Such absurd prodigality of honors, towards a mere minion, at the very time when the successes of Guise claimed reward, excited the indignation of the duke, and of the Parisians, who adored him. The Catholics had in part caught up the religious fervor, the scriptural allusions, and the turns of expression, peculiar to the Huguenots. Guise was their Gideon, their Maccabeus, the rod of the heretics, the savior and support of the orthodox. The citizens of Paris, at the instigation of the league, had organized their means of resistance. The town was divided into sixteen quarters, each of which appointed a deputy; and thus was formed a council of sixteen, or seize. The body was known by the name of the Seize. They drew up a muster-roll of the armed citizens, and found their numerical amount to be 20,000. This was an army on which the league might depend.
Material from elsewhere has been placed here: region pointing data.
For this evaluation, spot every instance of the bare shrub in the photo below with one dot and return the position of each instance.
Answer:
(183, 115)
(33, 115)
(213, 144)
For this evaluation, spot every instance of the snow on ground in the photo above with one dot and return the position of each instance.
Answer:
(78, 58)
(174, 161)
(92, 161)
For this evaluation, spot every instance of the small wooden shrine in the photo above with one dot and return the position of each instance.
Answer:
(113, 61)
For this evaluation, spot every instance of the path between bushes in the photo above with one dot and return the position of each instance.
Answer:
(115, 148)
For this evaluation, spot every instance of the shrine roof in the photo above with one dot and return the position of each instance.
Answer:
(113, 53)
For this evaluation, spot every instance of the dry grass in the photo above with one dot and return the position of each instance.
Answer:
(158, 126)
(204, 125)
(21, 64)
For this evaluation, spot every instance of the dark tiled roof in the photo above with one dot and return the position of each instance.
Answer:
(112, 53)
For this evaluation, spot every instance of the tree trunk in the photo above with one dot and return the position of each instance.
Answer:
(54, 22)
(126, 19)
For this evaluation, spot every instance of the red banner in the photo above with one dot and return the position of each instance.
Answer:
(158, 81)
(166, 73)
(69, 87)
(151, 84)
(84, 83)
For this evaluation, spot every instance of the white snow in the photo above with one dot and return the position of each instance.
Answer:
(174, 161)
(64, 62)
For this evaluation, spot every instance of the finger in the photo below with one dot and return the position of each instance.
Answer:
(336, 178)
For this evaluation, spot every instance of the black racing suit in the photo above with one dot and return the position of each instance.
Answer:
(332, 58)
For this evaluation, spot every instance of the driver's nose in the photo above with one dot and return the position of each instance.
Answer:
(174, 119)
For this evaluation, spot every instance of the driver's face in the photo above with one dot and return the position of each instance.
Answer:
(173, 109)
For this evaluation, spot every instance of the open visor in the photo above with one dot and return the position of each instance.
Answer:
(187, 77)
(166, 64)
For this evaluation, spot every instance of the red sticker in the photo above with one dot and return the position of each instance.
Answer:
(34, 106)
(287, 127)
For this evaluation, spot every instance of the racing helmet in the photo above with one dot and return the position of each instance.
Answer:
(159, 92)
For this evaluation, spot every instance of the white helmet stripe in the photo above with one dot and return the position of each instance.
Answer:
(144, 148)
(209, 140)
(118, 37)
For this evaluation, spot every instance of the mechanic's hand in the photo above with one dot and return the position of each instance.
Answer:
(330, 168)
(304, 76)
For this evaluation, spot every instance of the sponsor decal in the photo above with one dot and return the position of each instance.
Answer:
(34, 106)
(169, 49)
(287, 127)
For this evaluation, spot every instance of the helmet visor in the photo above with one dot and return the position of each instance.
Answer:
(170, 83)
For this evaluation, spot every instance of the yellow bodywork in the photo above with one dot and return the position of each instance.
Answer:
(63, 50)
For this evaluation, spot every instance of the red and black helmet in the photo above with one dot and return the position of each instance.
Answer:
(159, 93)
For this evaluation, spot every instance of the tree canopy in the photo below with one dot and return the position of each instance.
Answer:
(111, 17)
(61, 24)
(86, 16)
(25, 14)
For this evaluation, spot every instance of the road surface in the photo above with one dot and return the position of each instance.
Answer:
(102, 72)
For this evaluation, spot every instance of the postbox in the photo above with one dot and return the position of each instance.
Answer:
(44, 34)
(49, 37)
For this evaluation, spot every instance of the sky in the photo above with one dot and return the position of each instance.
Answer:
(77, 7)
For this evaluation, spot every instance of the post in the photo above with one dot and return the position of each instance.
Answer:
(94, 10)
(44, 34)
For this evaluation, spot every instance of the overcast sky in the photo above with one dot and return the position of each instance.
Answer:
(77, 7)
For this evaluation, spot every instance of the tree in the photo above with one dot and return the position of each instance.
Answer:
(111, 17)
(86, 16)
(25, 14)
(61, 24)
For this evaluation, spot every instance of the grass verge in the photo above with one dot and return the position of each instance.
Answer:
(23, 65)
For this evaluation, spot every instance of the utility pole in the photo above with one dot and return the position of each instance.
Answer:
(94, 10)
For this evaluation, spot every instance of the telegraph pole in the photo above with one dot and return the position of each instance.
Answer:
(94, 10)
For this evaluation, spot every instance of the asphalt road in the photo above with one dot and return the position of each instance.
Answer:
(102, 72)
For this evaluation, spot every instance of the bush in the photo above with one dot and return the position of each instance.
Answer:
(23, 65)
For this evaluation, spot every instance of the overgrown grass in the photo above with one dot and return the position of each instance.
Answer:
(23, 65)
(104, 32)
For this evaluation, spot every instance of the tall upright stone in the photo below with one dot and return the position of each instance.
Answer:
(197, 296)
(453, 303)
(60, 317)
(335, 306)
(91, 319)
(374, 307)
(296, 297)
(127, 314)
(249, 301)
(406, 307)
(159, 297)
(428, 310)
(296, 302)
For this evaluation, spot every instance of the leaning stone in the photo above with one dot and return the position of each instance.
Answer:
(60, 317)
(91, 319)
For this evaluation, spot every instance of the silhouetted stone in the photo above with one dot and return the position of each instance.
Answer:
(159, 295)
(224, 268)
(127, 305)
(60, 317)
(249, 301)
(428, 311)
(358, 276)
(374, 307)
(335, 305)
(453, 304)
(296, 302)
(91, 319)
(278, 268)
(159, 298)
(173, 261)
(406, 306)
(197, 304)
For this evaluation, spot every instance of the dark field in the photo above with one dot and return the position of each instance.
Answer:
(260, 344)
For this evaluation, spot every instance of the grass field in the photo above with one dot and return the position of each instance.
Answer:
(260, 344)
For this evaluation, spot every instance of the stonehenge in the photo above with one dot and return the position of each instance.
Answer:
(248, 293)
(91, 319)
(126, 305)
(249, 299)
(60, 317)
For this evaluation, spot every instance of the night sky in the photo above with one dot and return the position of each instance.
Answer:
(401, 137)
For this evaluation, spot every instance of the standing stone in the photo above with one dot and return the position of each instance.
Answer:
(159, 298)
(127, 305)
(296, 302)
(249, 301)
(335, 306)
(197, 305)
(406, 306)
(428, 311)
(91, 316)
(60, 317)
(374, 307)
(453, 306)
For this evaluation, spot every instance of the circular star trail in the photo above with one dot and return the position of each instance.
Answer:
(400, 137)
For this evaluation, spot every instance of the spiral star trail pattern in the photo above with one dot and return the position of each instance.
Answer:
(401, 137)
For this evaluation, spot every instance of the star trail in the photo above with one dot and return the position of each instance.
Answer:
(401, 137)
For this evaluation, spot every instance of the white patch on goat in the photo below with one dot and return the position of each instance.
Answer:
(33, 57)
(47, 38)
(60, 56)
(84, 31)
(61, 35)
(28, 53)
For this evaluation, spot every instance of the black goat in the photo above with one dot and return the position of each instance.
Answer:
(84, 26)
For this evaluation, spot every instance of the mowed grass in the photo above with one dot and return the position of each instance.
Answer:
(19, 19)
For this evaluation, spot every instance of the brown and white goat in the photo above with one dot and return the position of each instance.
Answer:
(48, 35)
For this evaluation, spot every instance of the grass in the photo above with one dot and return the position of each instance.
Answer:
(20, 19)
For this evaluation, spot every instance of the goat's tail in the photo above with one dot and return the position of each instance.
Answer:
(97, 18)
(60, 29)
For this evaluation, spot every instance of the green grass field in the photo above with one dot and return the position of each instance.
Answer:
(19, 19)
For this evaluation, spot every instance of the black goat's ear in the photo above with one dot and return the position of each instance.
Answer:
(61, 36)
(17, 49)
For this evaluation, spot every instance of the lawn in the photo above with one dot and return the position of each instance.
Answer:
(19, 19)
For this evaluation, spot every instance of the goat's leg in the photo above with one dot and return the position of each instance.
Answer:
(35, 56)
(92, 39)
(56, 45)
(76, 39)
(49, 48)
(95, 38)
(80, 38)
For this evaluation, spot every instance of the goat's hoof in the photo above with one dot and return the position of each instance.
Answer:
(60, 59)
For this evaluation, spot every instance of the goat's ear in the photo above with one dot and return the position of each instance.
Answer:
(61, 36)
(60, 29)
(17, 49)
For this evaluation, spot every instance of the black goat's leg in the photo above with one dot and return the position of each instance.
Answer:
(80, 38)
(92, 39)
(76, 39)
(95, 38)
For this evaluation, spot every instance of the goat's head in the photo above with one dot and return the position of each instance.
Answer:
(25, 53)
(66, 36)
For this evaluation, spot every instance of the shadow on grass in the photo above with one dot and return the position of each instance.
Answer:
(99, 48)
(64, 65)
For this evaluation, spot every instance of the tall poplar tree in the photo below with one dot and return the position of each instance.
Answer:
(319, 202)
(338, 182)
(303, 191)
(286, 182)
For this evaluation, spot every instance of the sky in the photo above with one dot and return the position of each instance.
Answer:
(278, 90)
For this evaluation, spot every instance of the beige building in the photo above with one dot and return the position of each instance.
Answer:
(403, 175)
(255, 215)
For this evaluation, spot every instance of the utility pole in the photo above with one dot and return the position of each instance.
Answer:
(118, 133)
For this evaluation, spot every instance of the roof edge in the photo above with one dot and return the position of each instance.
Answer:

In the commencement of 1588, the Guises summoned a meeting of their partisans at Nancy. The Parisians were earnest in entreating the duke to declare himself openly, and dethrone the imbecile Henry. But Guise still hesitated. Catholic historians vaunt, amongst other virtues, the resolution of the duke; yet never was conspirator more deficient in that necessary quality. In reply, the duke urged the Parisians of themselves to seize the king, while they joined in one of his devout processions; and he sent some of his followers to organize and direct the attempt. The sixteen did not want either zeal or courage to follow this advice, by which Guise sought to reap the advantage, without incurring the peril. But the citizens had one amongst them, named Poulain, who betrayed all their measures to the court. Henry, in consequence, kept himself close in the Louvre, and the plans of capture became impracticable. Epernon was dispatched to Normandy, to make sure of the principal towns, and to muster such a force as might awe the capital.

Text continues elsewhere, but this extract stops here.